Serving CloudTk through a CloudFlare Tunnel

"I've looked at clouds from both sides now" - Joni Mitchell.

I've set up a spare home PC to serve CloudTk applications. To put this on the net with some degree of security I'm using a free-tier CloudFlare "Zero Trust" tunnel. The only thing I had to pay for was to register a domain, which was very cheap. However there were a few complications which I will try to record here.

Getting CloudTk up and running locally with the TkPool demo that comes with it was easy - the procedure is at https://cloudtk.tcl-lang.org/ .

Setting up a CloudFlare tunnel seems a convenient way to put a home-hosted site online. You don't need to open any incoming ports on your router or firewall. You run the cloudflared process on your machine, which opens an outgoing connection to their "cloud" which then relays incoming connections to your site - https://developers.cloudflare.com/cloudflare-one/connections/connect-networks/ .

Configuring the tunnel can be done two ways, either through the Cloudflare web site, or by editing a local config file. I started doing this through the website, but later found that one of the options I wanted could only be set from the config file. Switching from the one approach to the other was awkward, so I would recommend starting with the local config file.

After bringing up the tunnel I could make a non-local http connection and get to the cloudtk home page on my local server. But when I tried to launch the TkPool demo this failed. After some debugging I found that this was because the code to launch that does a Redirect_Self and this failed because the address being redirected to included the internal port number (the default 8015) but the external connection was on port 80. To get around this I switched to using the standard port numbers, 80 for http & 443 for https, internally as well.

But this raised another problem. I was using Debian Linux, and on Unix-like system ports below 1024 are considered privileged. Traditionally only root could open them. So the usual procedure for programs which needed to use such ports was to start them as root, they would open the privileged port, then switch to running as a less-privileged user to minimise the damage that could be done if the service was hacked. However the tclhttpd which came with CloudTk did not appear to support this method. Jeff Smith then helpfully pointed me to a piece of magic incorporated in recent Linux systems:

setcap 'cap_net_bind_service=+ep' /path/to/tclkit

Running this once as root gives the tclkit executable privilege to open privileged ports like 80 and 443 without needing to run as root - problem solved.

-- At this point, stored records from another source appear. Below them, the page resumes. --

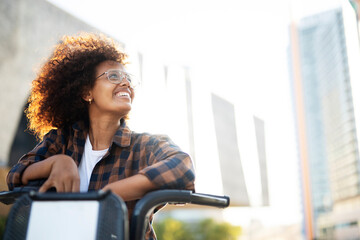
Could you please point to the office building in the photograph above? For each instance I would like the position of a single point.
(325, 58)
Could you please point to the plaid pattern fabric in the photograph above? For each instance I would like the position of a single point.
(130, 153)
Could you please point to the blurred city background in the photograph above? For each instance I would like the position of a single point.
(264, 95)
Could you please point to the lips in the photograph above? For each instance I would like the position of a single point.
(122, 94)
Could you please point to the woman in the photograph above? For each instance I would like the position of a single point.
(78, 106)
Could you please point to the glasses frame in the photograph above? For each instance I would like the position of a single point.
(126, 75)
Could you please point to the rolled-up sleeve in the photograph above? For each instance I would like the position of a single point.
(168, 166)
(48, 147)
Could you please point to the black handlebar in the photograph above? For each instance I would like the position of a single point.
(146, 205)
(143, 208)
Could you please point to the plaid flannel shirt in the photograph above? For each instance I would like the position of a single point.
(130, 153)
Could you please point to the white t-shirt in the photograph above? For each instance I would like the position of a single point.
(88, 161)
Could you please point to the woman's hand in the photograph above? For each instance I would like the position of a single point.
(61, 173)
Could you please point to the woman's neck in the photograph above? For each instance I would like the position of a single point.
(102, 131)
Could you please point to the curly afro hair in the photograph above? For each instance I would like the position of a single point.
(56, 95)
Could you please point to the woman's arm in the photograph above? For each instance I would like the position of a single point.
(60, 170)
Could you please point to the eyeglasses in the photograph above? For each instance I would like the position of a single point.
(117, 76)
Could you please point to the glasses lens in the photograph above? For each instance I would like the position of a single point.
(117, 76)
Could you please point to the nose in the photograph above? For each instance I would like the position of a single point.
(124, 82)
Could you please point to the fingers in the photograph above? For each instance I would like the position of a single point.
(76, 186)
(46, 186)
(67, 186)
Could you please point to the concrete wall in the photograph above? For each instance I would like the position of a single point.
(28, 32)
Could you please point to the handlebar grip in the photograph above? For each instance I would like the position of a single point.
(145, 206)
(210, 200)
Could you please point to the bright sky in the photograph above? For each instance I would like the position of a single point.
(241, 46)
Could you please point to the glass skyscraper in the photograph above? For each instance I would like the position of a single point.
(323, 92)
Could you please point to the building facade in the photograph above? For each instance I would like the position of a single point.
(325, 57)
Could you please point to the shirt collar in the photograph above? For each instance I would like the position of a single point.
(122, 136)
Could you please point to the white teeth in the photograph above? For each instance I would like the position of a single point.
(119, 94)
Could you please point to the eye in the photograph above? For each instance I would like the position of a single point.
(114, 76)
(128, 77)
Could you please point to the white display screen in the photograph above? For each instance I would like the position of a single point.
(63, 220)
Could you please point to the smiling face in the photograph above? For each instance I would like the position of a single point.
(107, 97)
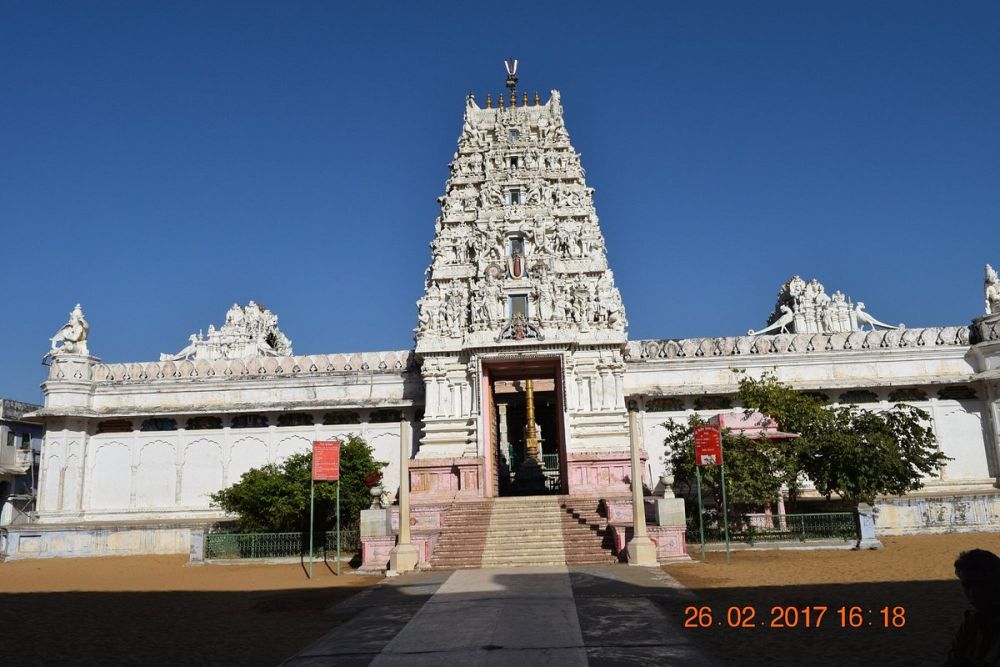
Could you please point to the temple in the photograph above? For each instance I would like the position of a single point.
(517, 390)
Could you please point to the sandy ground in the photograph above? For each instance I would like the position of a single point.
(156, 610)
(159, 611)
(913, 573)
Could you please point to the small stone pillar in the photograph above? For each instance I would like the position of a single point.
(403, 557)
(641, 551)
(864, 521)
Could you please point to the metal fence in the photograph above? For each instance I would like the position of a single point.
(278, 545)
(756, 528)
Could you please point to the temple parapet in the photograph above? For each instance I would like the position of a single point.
(640, 350)
(255, 367)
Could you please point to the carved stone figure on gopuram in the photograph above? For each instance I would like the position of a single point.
(805, 307)
(249, 331)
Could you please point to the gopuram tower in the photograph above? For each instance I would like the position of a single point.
(520, 318)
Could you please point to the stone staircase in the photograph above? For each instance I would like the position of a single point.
(526, 530)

I then switched to https, using a Cloudflare Origin CA certificate installed on tclhttpd. This also had a complication - the certificate was generated for my domain cmacleod.me.uk, but when it's used for communication between tclhttpd and cloudflared it gets rejected because it doesn't match "localhost" which is how cloudflared sees tclhttpd. To get around this I had to set the option originServerName: cmacleod.me.uk in the cloudflared config file.

I had been expecting that CloudTk's use of websockets might be problematic, but once I got everything else properly set up they just worked "out of the box".

Here is the config.yml I ended up with:

tunnel: xxxxxxxx-xxxx-xxxx-xxxx-xxxxxxxxxxxx
credentials-file: /home/colin/.cloudflared/xxxxxxxx-xxxx-xxxx-xxxx-xxxxxxxxxxxx.json
originRequest:
  originServerName: cmacleod.me.uk

ingress:
  - hostname: cmacleod.me.uk
    service: https://localhost
  - service: http_status:404

stevel - 2024-04-09 07:07:04

If you want to run multiple CloudTk instances behind the same tunnel moving to the standard ports isn't an option. One way around it is to alias Redirect_Self to Redirect_To by adding a file containing the following to the TclHttpd custom folder.

interp alias {} Redirect_Self {} Redirect_To

This may have implications if your code relies on the existing Redirect_Self behaviour though.